Challenges and impediments to investment

  • Notwithstanding this enormous potential, South Africa is confronted by a number of socio-economic challenges, which business acknowledges and is prepared to address in partnership with government and other social partners. Whilst the private sector is and will remain the primary engine of investment, employment, revenue and economic growth in South Africa, it cannot do this alone.
  • Addressing the various regulatory challenges is a necessary starting point to begin the discussion. Without pre-empting or prescribing today’s discussions, BUSA has identified, at a high-level, a number of challenges that not only deter new investment, but also puts at risk existing investment and jobs:
  • The draft mitigation system on greenhouse gases for 2021 – 2035, is misaligned to the Carbon Tax Bill for 2019-2022. This is compounded by the Climate Change Bill, and the recently published Air Quality Act that requires businesses to have a closure plan by 2030.  Compliance will be extremely challenging if possible at all.
  • Mindful of the considerable challenges facing the country pertaining to land reform, BUSA has been engaging with social partners in Nedlac on a number of legal instruments since 2015 that are in various stages of consideration and implementation. These include regulations on land holdings, deeds registration, communal land, and labour rights. Uncertainty as to the content and timing of this legislation, in addition to the relationship between various legal instruments, together with the Parliamentary processes do not currently create the stable foundation required for investment in the sector.  Moreover, the Constitutional Review Committee consideration of the property clause has resulted in considerable concern as to whether property rights, are adequately secure.  Clarity and consistency on land reform and expropriation without compensation is a priority.
  • While the recent draft of the mining charter is improved, it still has major significant elements that make the sector uncompetitive and uninvestable.  Given the fact that mining companies have multi decade planning horizons – a stable, predictable and a competitive regulatory environment is required.
  • Competition Law is currently under review, and needs to be monitored closely to ensure that it does not inadvertently deter investment – local and international
  • Looking at Black Economic Empowerment skills development or labour law regime, there is a multiplicity of legislation, supplemented by codes, guidelines and regulations that make it close to impossible for businesses to comply with.
  • Business needs to have a competent and capable state with which it can partner and must provide resources to reinforce capacity where possible.


  • In conclusion, unlocking significant incremental private sector investment is the key to addressing the multiple legacies of apartheid and under-development and achieving sustainable, inclusive economic growth. Business believes that the onus rests on government to provide an appropriate regulatory environment for this to occur.

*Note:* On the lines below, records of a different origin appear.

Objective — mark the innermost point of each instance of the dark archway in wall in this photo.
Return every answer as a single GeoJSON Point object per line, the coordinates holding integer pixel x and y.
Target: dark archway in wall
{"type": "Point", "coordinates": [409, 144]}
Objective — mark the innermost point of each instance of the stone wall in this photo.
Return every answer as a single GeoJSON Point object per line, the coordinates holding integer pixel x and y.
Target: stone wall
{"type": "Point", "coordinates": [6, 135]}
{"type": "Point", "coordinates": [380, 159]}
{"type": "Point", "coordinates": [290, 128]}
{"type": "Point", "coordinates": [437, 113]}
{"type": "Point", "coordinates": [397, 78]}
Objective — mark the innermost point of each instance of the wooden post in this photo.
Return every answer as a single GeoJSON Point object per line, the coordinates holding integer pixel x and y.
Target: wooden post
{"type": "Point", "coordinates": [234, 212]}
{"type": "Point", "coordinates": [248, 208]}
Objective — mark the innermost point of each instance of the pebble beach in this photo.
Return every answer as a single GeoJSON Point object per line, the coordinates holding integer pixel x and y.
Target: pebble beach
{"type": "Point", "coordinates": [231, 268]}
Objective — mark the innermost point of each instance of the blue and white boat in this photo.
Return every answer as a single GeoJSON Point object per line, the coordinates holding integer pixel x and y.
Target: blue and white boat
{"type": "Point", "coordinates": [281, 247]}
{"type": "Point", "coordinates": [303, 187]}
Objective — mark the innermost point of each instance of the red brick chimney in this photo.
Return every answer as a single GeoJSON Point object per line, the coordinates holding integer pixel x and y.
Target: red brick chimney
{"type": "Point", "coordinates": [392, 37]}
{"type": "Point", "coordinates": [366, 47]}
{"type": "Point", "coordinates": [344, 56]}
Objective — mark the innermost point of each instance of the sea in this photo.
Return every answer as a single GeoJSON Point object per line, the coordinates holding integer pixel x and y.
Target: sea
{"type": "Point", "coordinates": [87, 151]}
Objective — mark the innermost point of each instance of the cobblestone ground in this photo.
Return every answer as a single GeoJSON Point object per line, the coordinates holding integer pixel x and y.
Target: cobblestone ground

While this remains the case, much of today’s discussion will focus on ways in which the private sector can partner with government and other social partners in symbiotically unlocking investment and creating the conditions for economic growth, job creation and socio-economic development.
  • I would like to thank the IFC and the wider World Bank Group for partnering with BUSA, as well as the British High Commission in Pretoria and the Swiss State Secretariat for Economic Affairs (SECO) in supporting this long overdue dialogue. I wish you a productive engagement.